Monday was the day of the banks. This week may be forecast as the week of the fast-food chains. It may come as a surprise that one share of McDonald’s Corporation (NYSE:MCD) stock is currently priced at $55.16, up $1.96 (368%) from the previous day. It’s been all over the news; as times get tough for many businesses, business booms for lower-cost food providers. As major institutions loom on the edge of bankruptcy, this is one business that recently announced plans to build 1,000 new restaurants.

McDonald’s hasn’t been the only business to boom in recent days, however; other stocks doing favorably as well.

Yum! Brands, Inc. (NYSE:YUM) is one stock to keep a particularly keen eye on. The owner behind such monster chains as Taco Bell, Kentucky Fried Chicken and Pizza Hut has been seeing a phenomenally successful showing. Yum! Brands will also be opening hundreds of new restaurants this year. A single share of this stock is currently valued at $28.59 (up $1.98 from the previous trading period). According to a recent analysis by the Market Intelligence Center, this stock could provide a greater-than 25% annual rate of return.

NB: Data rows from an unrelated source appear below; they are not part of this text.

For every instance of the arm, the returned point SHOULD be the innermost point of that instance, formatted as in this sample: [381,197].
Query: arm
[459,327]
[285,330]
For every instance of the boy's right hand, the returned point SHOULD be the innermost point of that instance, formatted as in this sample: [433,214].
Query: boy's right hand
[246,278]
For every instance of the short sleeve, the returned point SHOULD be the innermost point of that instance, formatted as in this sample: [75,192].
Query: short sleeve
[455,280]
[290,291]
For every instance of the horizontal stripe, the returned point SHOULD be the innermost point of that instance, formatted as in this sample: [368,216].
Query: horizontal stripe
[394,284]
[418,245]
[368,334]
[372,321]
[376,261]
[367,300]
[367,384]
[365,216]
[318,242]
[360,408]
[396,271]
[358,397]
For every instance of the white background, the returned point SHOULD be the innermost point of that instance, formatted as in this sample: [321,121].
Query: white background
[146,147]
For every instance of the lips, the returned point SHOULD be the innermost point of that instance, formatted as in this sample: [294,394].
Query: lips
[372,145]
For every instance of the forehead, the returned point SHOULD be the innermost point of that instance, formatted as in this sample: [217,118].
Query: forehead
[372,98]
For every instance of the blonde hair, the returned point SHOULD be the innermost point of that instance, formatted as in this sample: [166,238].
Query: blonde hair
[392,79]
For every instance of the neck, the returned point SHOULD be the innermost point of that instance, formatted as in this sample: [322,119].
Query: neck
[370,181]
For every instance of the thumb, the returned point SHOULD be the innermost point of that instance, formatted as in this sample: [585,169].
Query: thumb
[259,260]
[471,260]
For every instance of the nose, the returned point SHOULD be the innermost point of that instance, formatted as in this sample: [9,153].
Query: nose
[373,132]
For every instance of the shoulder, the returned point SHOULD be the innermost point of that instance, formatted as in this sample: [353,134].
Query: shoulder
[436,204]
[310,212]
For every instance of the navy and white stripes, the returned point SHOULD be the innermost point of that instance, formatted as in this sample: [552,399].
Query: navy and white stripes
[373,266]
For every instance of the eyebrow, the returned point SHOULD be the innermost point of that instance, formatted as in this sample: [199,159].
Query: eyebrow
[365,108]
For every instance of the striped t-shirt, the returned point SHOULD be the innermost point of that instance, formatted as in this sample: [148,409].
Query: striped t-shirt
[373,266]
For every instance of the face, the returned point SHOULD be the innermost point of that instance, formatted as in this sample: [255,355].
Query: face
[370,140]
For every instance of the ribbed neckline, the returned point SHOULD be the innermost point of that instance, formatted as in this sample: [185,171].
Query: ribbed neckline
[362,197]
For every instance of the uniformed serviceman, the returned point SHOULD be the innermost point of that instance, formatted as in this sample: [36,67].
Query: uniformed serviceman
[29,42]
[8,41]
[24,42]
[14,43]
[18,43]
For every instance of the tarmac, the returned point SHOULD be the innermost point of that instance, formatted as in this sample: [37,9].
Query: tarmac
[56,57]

Chipotle Mexican Grill, Inc. (NYSE:CMG) is an incredibly popular destination as well. The price of a single share of this stock is $63.83, $2.72 (or +4.45%) higher than at the previous trading day. Chipotle continues to expand with new restaurant openings, and have proven itself as a popular destination for Mexican food, rivaling similar restaurants such as Taco Bell (part of Yum! Brands).

Papa John’s International, Inc. (NASDAQ:PZZA) has experienced a steady increase in value since a November 2008 showing of $13.11 per share of stock. Papa John’s stock is currently valued at $24.42 per share, up $1.32 (+5.71%) from only one trading day earlier.

Burger King Holdings, Inc. (NYSE:BKC) is currently valued at $23.89 per share of stock, rising $1.47 (or 6.56%) in one day. Generally rising incrementally during February and March, this stock has ebbed and flowed as well, and is currently valued at less than half that of competitor McDonald’s and about one-third the value of fellow chain-restaurant Chipotle. However, with well-above 10,000 nationwide locations, if the current trend of increased business for chain restaurants keeps up, this company, too, may continue to reap the benefits. Unfortunately for investors, popular fast-food chains Subway and In ‘N Out remain privately-held. 

Like theaters, such as those owned by Regal Entertainment Group (NYSE:RGC) and Cinemark Holdings, Inc. (NYSE:CNK), lower-cost restaurants are seeing surprising positive trends in the current economic climate.

Thomas Kee, CEO and President of Stock Traders Daily, noted that during times like these, consumers are looking for “the most cost-effective means,” which can also mean putting price above “health concerns… Fortunately many of these fast food chains have added healthier items to their menus. In this recession, hopefully consumers will take advantage of it.”

Even vegetarians are in luck, as many of the most popular fast-food chains have begun offering salads as meals.